Purdue football is playing poorly. Shocking, I know. The Boilermakers gave up nearly 400 yards of offense to Iowa in the first half, and trail 35-7 at the break. But stats and scores are just numbers. The best way to summarize Purdue’s first half play are these two plays from their final drive:
1. Purdue decides to kneel at the half-yard line
On the play before this, the Boilermakers had allowed a 75-yard touchdown to Iowa’s Akrum Wadley. On this play, Malik Kimbrough dropped a kickoff, teammate Brian Lankford-Johnson picked it up at the 1-yard-line, brought his body into the end zone, and kneeled, apparently hoping for a touchback.
When you start at the 1-yard line, there is only one thing for you to do: run forward. There is no potential for a touchback. Touchbacks are reserved for kickoff returns that start in the end zone and do not leave the end zone. This very easily could’ve been a safety, giving Iowa the ball and two points.
Luckily, for Purdue, the refs determined the ball never went backwards into the end zone, giving Purdue the ball about a half-yard from their own goal line. (The location of the ball, not the player’s body, is the determining factor on whether something is a touchback. Here’s an example of a play that went the other way.)
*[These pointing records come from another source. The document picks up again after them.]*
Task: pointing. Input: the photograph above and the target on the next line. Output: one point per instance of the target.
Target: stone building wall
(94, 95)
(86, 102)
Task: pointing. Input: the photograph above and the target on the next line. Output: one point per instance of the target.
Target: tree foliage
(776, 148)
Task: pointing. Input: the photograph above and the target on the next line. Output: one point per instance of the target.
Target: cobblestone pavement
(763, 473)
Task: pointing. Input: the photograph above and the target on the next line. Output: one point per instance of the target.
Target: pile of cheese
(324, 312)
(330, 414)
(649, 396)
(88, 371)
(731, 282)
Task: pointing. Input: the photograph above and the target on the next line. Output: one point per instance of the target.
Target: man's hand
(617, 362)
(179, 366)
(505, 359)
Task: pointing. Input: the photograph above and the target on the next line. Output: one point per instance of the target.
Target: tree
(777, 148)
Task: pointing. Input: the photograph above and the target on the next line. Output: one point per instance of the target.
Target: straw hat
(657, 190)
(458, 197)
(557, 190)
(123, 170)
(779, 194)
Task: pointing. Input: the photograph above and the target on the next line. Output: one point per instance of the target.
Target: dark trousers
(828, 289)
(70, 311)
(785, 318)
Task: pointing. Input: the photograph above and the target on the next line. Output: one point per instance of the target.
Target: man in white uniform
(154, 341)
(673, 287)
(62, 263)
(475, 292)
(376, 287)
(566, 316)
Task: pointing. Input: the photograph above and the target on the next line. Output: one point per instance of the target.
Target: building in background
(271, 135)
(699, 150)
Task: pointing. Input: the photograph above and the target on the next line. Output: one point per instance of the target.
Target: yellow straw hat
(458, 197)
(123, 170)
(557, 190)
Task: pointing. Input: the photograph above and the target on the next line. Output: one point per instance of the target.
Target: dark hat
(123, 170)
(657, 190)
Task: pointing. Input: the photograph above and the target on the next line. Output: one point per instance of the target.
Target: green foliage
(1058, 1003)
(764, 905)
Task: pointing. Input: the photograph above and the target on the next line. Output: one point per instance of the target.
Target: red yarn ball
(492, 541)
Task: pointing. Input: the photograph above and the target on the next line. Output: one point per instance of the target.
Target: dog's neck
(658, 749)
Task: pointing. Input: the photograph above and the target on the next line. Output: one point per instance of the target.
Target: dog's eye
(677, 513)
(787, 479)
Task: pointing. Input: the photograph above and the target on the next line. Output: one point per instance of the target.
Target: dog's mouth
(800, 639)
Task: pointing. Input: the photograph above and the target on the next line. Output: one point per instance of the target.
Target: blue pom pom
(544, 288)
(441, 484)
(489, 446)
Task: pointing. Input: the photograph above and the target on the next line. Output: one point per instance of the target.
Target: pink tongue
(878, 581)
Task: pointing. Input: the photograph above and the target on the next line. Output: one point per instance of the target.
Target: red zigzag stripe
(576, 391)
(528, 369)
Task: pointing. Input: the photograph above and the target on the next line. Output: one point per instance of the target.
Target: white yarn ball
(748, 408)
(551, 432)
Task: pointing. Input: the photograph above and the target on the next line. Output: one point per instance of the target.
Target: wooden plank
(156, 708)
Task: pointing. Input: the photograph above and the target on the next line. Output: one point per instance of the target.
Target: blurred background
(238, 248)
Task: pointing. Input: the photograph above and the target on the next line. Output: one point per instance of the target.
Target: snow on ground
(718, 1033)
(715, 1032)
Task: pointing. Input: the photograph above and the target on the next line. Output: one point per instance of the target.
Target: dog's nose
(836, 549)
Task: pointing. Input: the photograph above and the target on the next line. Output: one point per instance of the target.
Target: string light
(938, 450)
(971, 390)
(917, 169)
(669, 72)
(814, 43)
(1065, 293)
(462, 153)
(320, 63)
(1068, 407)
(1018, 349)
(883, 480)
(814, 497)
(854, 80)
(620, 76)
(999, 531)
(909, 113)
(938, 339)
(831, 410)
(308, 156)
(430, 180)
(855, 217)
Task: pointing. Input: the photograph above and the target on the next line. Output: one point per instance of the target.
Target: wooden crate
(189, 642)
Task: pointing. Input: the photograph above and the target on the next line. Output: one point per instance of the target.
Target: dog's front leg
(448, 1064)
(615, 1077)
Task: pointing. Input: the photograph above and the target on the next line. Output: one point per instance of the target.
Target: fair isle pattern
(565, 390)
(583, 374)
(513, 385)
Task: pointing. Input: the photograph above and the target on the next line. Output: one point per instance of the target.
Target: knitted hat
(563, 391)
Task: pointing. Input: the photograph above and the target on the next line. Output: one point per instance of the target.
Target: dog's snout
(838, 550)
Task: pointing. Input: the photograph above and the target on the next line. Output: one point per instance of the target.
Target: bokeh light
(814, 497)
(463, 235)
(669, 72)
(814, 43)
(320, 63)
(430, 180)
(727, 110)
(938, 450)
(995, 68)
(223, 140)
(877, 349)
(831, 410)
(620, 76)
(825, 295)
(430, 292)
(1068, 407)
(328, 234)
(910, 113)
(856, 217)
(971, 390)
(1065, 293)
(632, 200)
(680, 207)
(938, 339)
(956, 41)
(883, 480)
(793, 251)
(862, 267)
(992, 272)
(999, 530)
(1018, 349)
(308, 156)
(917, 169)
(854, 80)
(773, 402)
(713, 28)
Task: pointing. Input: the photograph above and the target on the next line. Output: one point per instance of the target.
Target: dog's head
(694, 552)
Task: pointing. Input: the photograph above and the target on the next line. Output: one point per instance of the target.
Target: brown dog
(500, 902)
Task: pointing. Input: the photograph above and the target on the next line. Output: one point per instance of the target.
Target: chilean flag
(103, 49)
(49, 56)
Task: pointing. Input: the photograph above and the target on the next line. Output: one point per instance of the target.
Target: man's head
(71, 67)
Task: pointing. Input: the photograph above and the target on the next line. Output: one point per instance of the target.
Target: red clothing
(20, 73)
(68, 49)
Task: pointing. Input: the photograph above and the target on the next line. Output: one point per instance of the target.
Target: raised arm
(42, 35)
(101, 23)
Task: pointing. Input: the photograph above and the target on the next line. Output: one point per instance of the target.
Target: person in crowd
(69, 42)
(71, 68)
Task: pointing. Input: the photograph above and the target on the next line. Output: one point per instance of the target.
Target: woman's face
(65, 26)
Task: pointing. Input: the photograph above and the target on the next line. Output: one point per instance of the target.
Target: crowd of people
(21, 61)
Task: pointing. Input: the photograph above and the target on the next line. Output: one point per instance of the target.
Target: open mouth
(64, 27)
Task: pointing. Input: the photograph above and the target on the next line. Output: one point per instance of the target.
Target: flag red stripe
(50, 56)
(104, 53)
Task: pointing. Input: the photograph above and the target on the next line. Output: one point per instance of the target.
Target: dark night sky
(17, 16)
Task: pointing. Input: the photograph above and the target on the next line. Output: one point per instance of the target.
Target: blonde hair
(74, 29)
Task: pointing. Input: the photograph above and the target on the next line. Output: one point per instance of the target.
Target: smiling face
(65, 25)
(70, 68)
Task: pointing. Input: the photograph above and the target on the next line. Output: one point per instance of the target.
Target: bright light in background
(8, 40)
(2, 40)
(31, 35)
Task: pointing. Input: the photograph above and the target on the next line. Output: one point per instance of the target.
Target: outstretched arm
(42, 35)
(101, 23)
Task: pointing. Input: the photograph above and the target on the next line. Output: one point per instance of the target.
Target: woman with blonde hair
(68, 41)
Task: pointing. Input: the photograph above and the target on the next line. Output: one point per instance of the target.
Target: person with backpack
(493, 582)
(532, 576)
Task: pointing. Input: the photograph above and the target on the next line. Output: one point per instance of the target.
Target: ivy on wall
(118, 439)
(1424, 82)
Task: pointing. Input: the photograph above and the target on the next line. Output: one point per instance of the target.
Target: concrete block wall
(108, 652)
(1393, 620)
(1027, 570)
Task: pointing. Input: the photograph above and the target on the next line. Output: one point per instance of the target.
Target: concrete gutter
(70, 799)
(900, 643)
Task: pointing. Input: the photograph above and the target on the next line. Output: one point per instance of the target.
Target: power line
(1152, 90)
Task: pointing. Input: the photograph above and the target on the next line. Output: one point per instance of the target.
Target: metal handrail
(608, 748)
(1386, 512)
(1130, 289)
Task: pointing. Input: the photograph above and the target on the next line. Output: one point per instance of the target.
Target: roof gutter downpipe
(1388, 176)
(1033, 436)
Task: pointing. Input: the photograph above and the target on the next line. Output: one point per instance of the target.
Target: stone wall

2. Purdue calls a timeout to kneel
Purdue’s drive went poorly, as they often do. They got the ball to the 34-yard-line. A third-and-10 pass went two yards to bring up fourth-and-8 from the 36 with three seconds left in the half. For some reason, in this scenario, Darrell Hazell called timeout, extending the half for one more play, on which they knelt.
I have no idea why Hazell called timeout here. If he wanted the half to end, he could have simply let the half end by not calling timeout. His team was 20 yards too far to attempt a Hail Mary, and any sort of play might have ended with time on the clock, leading to a turnover on downs and giving Iowa a shot at the end zone. (This is why the kneel is so awkward — the QB had to stay on his feet until the clock expired to avoid a turnover on downs.)